A culpa não fora dela! não fora dela! Ele devia ter perguntado àquele homem que sabia toda a sua vida... fora sua mãe... Era horroroso dizê-lo, mas fora por causa dela que conhecera e que fugira com o primeiro homem, o outro, um irlandês... E tinha vivido com ele quatro anos, como sua esposa, tão fiel, tão retirada de tudo e só ocupada da sua casa, que ele ia casar com ela! Mas morrera na guerra com os alemães, na batalha de Saint-Privat. E ela ficara com Rosa, com a mãe já doente, sem recursos, depois de vender tudo... Ao princípio trabalhara... Em Londres tinha procurado dar lições de piano... Tudo falhara, dois dias vivera sem lume, de peixe salgado, vendo Rosa com fome! com fome! Ah, ele não podia perceber o que isto era!... Quase fora por caridade que as tinha repatriado para Paris... E aí conhecera Castro Gomes. Era horrível, mas que havia dela fazer! Estava perdida...
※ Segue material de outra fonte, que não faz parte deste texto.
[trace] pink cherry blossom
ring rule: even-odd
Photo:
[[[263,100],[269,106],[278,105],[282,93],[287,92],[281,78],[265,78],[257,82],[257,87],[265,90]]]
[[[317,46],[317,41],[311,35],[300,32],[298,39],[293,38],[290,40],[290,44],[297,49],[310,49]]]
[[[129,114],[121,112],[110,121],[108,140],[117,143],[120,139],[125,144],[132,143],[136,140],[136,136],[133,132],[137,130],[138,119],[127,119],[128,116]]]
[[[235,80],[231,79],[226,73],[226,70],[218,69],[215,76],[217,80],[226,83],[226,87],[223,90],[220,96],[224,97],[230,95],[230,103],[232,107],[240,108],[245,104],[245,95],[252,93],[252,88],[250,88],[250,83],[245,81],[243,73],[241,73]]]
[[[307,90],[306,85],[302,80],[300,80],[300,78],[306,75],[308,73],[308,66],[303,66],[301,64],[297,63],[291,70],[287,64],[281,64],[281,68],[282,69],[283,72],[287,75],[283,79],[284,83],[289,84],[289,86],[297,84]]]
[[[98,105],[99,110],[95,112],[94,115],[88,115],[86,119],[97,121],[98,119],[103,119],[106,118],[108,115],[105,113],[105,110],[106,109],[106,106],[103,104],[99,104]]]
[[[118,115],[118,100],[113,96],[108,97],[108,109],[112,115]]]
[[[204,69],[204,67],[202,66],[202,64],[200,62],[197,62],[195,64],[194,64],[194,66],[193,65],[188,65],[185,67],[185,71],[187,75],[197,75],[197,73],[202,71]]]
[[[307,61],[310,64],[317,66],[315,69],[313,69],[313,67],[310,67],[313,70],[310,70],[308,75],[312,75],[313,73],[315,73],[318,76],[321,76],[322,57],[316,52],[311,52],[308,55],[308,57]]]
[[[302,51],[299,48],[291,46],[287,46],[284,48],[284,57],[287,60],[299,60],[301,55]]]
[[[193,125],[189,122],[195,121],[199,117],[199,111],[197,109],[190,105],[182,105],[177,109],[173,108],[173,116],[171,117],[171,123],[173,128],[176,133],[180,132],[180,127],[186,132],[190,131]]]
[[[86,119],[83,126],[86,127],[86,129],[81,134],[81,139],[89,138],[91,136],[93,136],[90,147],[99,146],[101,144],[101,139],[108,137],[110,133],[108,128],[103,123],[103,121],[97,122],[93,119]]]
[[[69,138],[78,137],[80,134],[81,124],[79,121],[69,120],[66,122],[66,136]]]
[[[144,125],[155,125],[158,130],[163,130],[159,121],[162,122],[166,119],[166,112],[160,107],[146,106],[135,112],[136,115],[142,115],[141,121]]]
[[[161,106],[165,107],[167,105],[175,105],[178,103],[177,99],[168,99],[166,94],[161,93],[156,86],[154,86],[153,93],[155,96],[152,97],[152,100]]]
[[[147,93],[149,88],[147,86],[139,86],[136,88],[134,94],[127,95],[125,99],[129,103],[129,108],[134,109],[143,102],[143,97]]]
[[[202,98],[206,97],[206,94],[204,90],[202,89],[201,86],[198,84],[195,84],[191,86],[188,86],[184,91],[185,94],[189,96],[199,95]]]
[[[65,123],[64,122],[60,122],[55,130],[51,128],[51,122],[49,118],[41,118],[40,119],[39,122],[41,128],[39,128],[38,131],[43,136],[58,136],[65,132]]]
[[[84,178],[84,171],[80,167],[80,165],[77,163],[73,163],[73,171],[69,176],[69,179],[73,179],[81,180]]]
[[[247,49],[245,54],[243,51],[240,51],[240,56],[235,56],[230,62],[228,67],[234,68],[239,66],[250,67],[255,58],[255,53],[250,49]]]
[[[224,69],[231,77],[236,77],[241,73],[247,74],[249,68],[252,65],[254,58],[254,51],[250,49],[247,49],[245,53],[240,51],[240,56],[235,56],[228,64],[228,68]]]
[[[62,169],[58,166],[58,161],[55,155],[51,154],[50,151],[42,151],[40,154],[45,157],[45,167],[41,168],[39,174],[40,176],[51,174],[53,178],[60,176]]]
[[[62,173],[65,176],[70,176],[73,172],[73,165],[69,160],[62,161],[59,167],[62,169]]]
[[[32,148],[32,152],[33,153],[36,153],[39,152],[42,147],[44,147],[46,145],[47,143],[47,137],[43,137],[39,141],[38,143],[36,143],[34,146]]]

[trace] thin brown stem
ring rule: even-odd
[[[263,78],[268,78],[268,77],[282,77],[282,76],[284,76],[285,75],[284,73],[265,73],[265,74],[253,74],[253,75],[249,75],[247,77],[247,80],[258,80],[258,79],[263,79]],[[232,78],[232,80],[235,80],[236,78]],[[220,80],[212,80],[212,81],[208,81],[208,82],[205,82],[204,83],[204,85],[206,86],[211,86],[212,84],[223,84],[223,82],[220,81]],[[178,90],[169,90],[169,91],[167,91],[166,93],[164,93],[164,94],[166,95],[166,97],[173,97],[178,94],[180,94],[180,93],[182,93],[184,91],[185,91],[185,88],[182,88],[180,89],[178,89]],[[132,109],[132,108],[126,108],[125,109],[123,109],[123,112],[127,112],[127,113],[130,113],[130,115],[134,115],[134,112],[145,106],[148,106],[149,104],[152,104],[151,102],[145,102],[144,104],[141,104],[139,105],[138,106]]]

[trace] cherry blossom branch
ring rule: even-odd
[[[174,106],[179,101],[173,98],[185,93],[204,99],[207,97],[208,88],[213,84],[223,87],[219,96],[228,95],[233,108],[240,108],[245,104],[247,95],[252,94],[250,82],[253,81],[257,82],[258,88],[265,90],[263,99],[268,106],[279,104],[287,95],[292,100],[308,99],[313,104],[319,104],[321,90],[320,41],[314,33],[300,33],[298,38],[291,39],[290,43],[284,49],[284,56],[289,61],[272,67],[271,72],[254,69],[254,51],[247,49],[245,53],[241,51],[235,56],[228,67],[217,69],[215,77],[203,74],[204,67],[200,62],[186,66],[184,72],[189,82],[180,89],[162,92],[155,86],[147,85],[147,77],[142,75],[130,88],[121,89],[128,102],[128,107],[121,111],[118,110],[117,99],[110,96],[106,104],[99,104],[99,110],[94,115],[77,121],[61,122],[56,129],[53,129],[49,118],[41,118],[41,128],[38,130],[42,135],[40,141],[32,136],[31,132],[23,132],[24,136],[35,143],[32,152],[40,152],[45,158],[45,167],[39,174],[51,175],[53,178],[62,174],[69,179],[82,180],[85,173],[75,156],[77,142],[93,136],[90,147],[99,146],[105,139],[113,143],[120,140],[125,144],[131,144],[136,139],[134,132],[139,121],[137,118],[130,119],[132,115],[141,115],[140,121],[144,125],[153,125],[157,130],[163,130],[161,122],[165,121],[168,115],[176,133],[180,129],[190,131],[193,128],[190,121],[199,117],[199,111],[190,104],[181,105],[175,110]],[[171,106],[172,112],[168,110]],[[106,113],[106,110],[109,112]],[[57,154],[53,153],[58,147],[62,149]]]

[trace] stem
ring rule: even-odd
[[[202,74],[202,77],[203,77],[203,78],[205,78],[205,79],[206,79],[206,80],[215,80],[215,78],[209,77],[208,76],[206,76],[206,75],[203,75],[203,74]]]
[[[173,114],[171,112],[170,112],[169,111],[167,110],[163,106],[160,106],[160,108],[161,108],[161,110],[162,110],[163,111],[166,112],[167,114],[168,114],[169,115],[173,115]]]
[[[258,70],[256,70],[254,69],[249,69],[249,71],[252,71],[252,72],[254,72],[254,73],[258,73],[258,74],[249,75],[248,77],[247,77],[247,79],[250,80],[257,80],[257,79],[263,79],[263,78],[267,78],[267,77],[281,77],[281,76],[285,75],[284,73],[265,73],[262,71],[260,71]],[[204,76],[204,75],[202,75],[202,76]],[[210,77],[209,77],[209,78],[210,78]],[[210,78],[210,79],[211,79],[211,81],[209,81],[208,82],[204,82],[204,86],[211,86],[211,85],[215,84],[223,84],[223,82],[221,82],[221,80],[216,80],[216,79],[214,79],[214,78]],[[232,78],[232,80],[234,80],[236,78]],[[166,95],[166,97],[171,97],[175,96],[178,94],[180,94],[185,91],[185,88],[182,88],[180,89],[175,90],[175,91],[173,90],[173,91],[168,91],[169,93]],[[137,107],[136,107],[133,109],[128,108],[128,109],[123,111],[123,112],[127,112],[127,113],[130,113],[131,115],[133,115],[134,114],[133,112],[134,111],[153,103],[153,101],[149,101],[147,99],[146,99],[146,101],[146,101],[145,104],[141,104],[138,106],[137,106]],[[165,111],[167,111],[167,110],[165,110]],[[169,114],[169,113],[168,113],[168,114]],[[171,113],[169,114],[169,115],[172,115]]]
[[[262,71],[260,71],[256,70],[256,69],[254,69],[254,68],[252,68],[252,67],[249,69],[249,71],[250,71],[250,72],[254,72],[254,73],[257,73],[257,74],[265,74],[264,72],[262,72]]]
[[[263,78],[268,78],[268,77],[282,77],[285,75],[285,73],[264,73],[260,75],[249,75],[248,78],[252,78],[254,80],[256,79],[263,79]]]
Lentamente escorregara do sofá, caíra aos pés de Carlos. E ele permanecia móvel, mudo, com o coração rasgado por angústias diferentes: era uma compaixão tremula por todas aquelas misérias sofridas, dor de mãe, trabalho procurado, fome, que lha tornavam confusamente mais querida; e era o horror desse outro homem, o irlandês, que surgia agora, e que lha tornava de repente mais maculada...

Ela continuava falando de Castro Gomes. Vivera três anos com ele, honestamente, sem um desvio, sem um pensamento mau. O seu desejo era estar quieta em casa. Ele é que a forçava a andar em ceias, em noitadas...

E Carlos não podia ouvir mais, torturado. Repeliu-lhe as mãos, que procuravam as suas. Queria fugir, queria findar!...

- Oh não, não me mandes embora! gritou ela prendendo-se a ele ansiosamente. Eu sei que não mereço nada! Sou uma desgraçada... Mas não tive coragem, meu amor! Tu és homem, não compreendes estas coisas... Olha para mim! porque não olhas para mim? Um instante só, não voltes o rosto, tem pena de mim...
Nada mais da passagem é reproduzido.